Eldrich terkekeh tanpa suara. Karena merasa kasihan, dia lantas menjauhkan tubuhnya dan kembali duduk di tempatnya semula. Bella akhirnya bisa menarik nafas dengan perasaan lega.

"Tenang saja, aku akan memberimu nafas buatan."

Mata Bella melotot lebar. Dia memperbaiki penampilan rambutnya yang sedikit berantakan sambil mencibir kecil. "Aku sangat marah padamu. Seharusnya kamu sadar diri dan minta maaf. Bukan malah melecehkanku seperti tadi."

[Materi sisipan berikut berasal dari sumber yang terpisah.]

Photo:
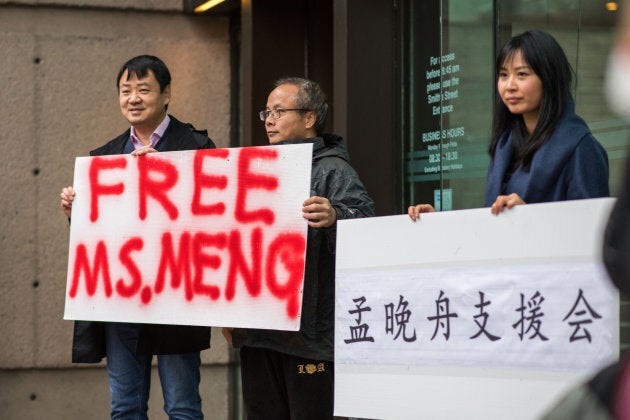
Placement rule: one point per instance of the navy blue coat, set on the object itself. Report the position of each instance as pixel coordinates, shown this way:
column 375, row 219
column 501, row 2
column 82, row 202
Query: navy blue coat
column 570, row 165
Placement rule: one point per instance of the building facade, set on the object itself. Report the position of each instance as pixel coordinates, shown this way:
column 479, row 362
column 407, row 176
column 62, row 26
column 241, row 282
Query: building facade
column 411, row 88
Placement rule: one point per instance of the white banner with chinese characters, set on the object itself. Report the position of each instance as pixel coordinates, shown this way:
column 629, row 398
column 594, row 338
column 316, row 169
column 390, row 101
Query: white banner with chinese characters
column 467, row 314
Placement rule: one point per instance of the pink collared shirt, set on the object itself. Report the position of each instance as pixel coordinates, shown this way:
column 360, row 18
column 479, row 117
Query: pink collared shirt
column 155, row 136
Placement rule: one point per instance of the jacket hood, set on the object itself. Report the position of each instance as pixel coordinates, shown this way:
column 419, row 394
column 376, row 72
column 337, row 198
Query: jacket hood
column 328, row 145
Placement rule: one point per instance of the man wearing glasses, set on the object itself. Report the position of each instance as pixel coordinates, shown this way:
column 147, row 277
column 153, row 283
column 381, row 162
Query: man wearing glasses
column 288, row 374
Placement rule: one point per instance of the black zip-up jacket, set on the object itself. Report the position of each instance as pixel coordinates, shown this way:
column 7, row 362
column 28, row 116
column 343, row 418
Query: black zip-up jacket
column 331, row 177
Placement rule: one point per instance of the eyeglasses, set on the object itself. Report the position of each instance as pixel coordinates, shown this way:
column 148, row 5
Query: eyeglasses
column 277, row 113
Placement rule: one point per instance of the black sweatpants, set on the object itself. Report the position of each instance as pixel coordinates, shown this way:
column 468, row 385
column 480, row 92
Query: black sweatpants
column 279, row 386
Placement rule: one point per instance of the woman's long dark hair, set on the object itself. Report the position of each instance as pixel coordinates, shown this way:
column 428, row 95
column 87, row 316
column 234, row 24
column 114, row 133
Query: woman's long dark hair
column 546, row 58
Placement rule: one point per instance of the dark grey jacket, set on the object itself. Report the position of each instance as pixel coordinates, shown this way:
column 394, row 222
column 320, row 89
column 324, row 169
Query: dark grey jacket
column 88, row 344
column 331, row 177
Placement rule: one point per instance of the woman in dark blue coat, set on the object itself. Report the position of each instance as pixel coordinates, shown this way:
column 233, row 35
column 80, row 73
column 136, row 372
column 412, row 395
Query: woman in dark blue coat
column 540, row 150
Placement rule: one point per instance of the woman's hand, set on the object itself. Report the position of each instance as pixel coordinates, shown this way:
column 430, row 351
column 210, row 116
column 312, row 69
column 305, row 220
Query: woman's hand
column 67, row 197
column 414, row 211
column 504, row 201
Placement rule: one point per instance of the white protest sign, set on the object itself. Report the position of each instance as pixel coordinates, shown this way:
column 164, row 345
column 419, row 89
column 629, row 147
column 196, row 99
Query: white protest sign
column 464, row 314
column 205, row 237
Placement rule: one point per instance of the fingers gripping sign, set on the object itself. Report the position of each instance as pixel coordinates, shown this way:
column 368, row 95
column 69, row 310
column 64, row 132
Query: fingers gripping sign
column 504, row 201
column 319, row 212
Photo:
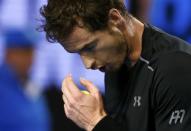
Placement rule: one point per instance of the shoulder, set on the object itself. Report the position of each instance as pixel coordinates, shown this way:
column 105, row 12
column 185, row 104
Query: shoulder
column 172, row 78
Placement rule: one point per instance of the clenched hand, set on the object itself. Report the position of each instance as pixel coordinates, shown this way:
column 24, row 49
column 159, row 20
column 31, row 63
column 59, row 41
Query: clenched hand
column 84, row 110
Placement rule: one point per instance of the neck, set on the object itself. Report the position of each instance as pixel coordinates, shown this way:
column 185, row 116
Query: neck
column 134, row 32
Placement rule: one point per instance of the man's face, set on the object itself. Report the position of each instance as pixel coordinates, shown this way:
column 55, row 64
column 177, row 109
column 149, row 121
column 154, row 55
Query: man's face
column 104, row 50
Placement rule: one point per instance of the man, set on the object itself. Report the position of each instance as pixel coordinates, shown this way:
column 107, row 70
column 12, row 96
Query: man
column 147, row 72
column 22, row 106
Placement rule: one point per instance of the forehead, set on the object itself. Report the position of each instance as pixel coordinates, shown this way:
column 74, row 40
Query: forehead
column 77, row 39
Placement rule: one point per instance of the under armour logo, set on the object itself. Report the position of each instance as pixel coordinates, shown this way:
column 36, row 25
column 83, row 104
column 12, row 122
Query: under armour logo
column 137, row 101
column 177, row 116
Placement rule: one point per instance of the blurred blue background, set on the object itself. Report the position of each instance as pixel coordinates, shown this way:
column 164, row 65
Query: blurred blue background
column 52, row 63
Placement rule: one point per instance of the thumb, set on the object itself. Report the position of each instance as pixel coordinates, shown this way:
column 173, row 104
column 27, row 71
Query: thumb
column 89, row 86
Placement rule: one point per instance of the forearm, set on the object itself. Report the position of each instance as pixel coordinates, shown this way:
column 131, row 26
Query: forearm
column 108, row 124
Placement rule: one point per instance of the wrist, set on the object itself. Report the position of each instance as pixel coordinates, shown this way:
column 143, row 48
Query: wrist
column 95, row 121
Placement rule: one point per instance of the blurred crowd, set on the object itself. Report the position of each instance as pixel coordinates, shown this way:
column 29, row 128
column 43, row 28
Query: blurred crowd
column 31, row 70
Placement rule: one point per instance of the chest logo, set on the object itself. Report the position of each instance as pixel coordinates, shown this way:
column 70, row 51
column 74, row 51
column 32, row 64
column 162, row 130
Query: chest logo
column 177, row 116
column 137, row 101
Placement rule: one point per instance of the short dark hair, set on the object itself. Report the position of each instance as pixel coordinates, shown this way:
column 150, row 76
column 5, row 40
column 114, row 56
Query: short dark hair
column 60, row 16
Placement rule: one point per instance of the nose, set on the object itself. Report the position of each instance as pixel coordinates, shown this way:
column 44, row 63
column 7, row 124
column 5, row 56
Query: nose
column 88, row 62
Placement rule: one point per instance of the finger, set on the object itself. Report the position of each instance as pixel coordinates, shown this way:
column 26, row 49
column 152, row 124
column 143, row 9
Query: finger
column 68, row 97
column 71, row 86
column 88, row 85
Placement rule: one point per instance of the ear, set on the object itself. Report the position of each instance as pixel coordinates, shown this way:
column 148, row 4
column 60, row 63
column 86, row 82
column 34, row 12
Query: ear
column 116, row 19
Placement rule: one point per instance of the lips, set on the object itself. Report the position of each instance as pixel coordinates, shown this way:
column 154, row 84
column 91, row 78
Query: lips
column 102, row 69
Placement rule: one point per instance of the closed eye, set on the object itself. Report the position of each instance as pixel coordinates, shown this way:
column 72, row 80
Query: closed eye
column 89, row 47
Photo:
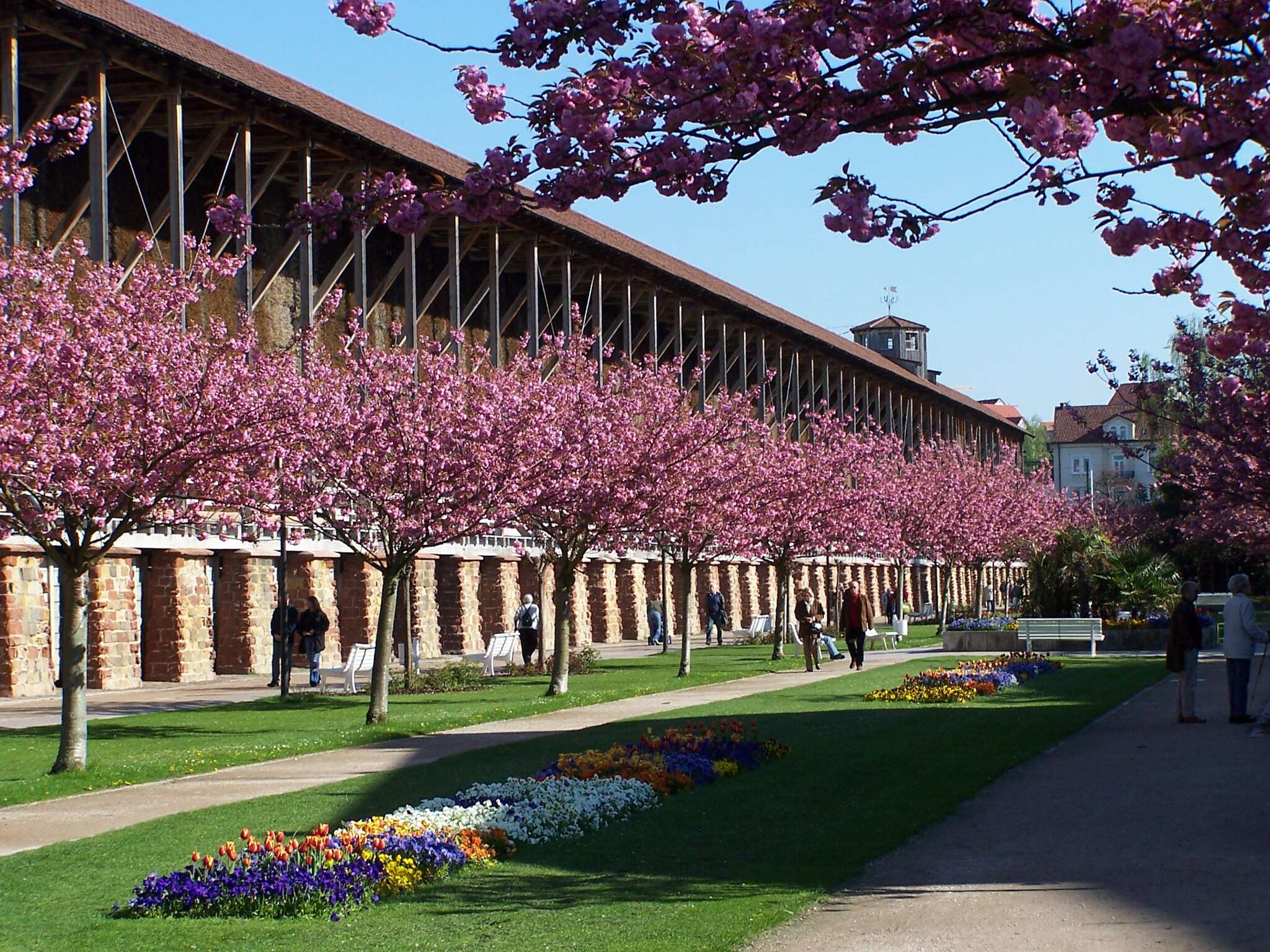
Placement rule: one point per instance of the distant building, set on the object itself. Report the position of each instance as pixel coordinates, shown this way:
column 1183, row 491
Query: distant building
column 1105, row 448
column 1008, row 412
column 901, row 340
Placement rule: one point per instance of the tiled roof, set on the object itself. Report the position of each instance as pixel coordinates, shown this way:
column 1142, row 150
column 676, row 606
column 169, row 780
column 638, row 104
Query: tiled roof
column 888, row 322
column 167, row 40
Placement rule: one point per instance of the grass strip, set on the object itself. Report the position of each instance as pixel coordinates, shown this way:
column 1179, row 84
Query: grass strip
column 709, row 870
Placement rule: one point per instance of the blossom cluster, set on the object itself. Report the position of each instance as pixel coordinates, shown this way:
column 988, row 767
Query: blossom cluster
column 329, row 874
column 968, row 679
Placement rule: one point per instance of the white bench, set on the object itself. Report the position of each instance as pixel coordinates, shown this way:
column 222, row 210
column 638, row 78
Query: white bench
column 1062, row 630
column 361, row 658
column 758, row 625
column 502, row 648
column 888, row 639
column 928, row 614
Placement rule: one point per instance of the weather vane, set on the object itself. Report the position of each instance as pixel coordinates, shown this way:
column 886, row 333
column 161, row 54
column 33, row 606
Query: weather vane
column 889, row 299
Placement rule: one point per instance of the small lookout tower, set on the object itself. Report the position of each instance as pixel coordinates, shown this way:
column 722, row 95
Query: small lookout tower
column 900, row 340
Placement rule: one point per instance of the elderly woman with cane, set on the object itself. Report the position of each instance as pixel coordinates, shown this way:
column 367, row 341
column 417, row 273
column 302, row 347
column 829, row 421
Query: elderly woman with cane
column 1242, row 632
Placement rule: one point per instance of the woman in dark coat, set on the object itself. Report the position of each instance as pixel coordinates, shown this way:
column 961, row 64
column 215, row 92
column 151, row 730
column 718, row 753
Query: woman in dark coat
column 313, row 630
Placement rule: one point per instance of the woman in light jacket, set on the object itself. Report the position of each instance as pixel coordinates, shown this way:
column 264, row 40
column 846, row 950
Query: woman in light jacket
column 1242, row 632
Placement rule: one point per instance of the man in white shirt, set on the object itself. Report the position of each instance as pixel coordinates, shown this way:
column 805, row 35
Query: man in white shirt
column 1240, row 640
column 526, row 622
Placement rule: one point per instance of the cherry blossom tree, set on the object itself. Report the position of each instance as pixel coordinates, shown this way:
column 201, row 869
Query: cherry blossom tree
column 703, row 511
column 601, row 459
column 402, row 451
column 806, row 495
column 113, row 419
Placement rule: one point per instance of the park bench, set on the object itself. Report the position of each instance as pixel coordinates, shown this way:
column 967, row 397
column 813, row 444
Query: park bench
column 1061, row 630
column 500, row 648
column 925, row 615
column 361, row 658
column 758, row 625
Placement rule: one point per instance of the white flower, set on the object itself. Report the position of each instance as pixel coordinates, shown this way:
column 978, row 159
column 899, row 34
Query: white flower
column 535, row 811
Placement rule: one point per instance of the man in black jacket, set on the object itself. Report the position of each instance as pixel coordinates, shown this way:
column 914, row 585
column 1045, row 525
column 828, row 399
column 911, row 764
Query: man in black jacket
column 282, row 635
column 1183, row 654
column 313, row 628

Eldrich menaikkan sebelah alisnya. Ia lantas tersenyum tipis. "Baiklah, aku minta maaf. Apa aku bisa di maafkan?"

Bella berdehem kemudian mengangguk kepala. "Karena kamu sudah menjadi temanku, jadi aku maafkan."

"Hanya teman?"

Bella mendongak menatap Eldrich dengan bingung. "Memangnya apa lagi?"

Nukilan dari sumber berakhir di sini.